Jan Pronk est volubile et pédagogue, au risque de laisser se figer la sauce des paupiettes de volaille. Sa disponibilité est d'autant plus estimable que d'autres à sa place auraient sans doute choisi de tirer un trait sur le Soudan. En octobre 2006, il avait fermement dénoncé la volonté délibérée d'escalade de Khartoum, et ce alors qu'un accord de paix avait été signé à Abuja (Nigeria) au printemps, et que les rebelles se disaient favorables à l'apaisement. La sanction fut brutale: déclaré persona non grata, il eut trois jours pour quitter le pays. Le regard s'absente derrière les lunettes cerclées de métal doré: «Je me suis senti terriblement mal.» Quand on lui demande si cette expérience lui inspire le moindre regret, il concède une «erreur». «En tant que diplomate, je n'aurais pas dû perdre le contrôle. Or j'ai fourni au gouvernement soudanais l'occasion de se débarrasser de moi.» Mais le maniement du langage diplomatique n'exclut pas de «s'adresser clairement au public. C'est aussi ça le devoir des Nations unies», se défend-il.

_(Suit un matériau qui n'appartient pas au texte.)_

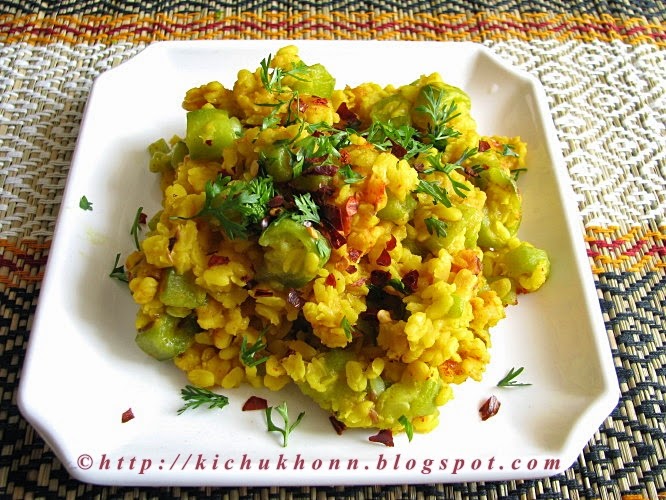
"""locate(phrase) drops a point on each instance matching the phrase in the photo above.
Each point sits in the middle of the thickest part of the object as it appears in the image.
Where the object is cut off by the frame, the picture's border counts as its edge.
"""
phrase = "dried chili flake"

Le ballet du service est imperceptible. Lorsqu'on sent que le dessert est sur le point d'arriver, on tente une question polémique. L'impasse dans laquelle se trouve le Darfour doit-elle aussi au manque d'implication des deux médiateurs qui lui ont succédé - celui de l'ONU et celui de l'Union africaine? On se voit opposer le seul «no comment» du repas. Mais l'onctuosité de la tarte au citron invite à la mansuétude, et le Néerlandais s'adoucit: «Ne blâmez pas les gens. Mais le système qui prend les décisions sur la manière de faire les choses.»

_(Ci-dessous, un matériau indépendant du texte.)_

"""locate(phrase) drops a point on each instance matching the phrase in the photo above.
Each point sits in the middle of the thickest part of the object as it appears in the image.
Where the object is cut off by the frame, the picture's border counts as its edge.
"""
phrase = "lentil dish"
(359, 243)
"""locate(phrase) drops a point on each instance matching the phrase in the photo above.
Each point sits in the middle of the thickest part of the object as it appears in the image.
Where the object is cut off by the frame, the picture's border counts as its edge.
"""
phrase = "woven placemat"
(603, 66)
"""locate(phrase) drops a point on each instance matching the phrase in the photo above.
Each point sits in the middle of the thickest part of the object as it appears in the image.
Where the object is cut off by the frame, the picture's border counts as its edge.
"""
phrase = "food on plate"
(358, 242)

Soudain, c'est le professeur d'économie - il a repris l'an passé ses cours à l'Institute of Social Studies de La Haye - qui prend la parole. Les conséquences néfastes du réchauffement de la planète, la ruée vers les matières premières qu'engendre l'élévation du niveau de vie en Chine et en Inde, la jeunesse politique des pays africains, coincés dans des frontières arbitrairement dessinées, sont les germes incandescents des crises à venir. «Le Darfour n'est pas unique. Il y aura beaucoup d'autres conflits ces prochaines décennies en Afrique.»

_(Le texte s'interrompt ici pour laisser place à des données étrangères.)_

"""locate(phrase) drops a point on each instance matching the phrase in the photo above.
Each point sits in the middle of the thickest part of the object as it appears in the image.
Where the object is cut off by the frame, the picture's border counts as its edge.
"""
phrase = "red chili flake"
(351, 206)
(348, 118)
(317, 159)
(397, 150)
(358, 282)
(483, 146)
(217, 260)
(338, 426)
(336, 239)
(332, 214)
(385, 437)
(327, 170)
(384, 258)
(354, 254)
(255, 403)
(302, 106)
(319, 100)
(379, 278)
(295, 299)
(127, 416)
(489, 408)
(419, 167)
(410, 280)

Pessimiste, Jan Pronk? Oui sans conteste. Mais le pessimisme, explique-t-il, est la vertu des gens qui refusent de fermer les yeux. «Plus vous êtes pessimiste, plus vous devez travailler dur pour influencer le cours des choses.» Travailler dur pour tenter de changer le monde: ce cacique du Parti travailliste néerlandais sait de quoi il parle, pour avoir, trente ans durant, accumulé les mandats de député et les portefeuilles ministériels. Le café a fait dériver la discussion vers les Pays-Bas, où la droite populiste et provocatrice fait tout pour attiser la défiance envers les immigrés musulmans. Le camp de Jan Pronk est celui de la tolérance: «Je suis un multiculturaliste de la vieille école», confesse-t-il, alors que s'avance l'addition.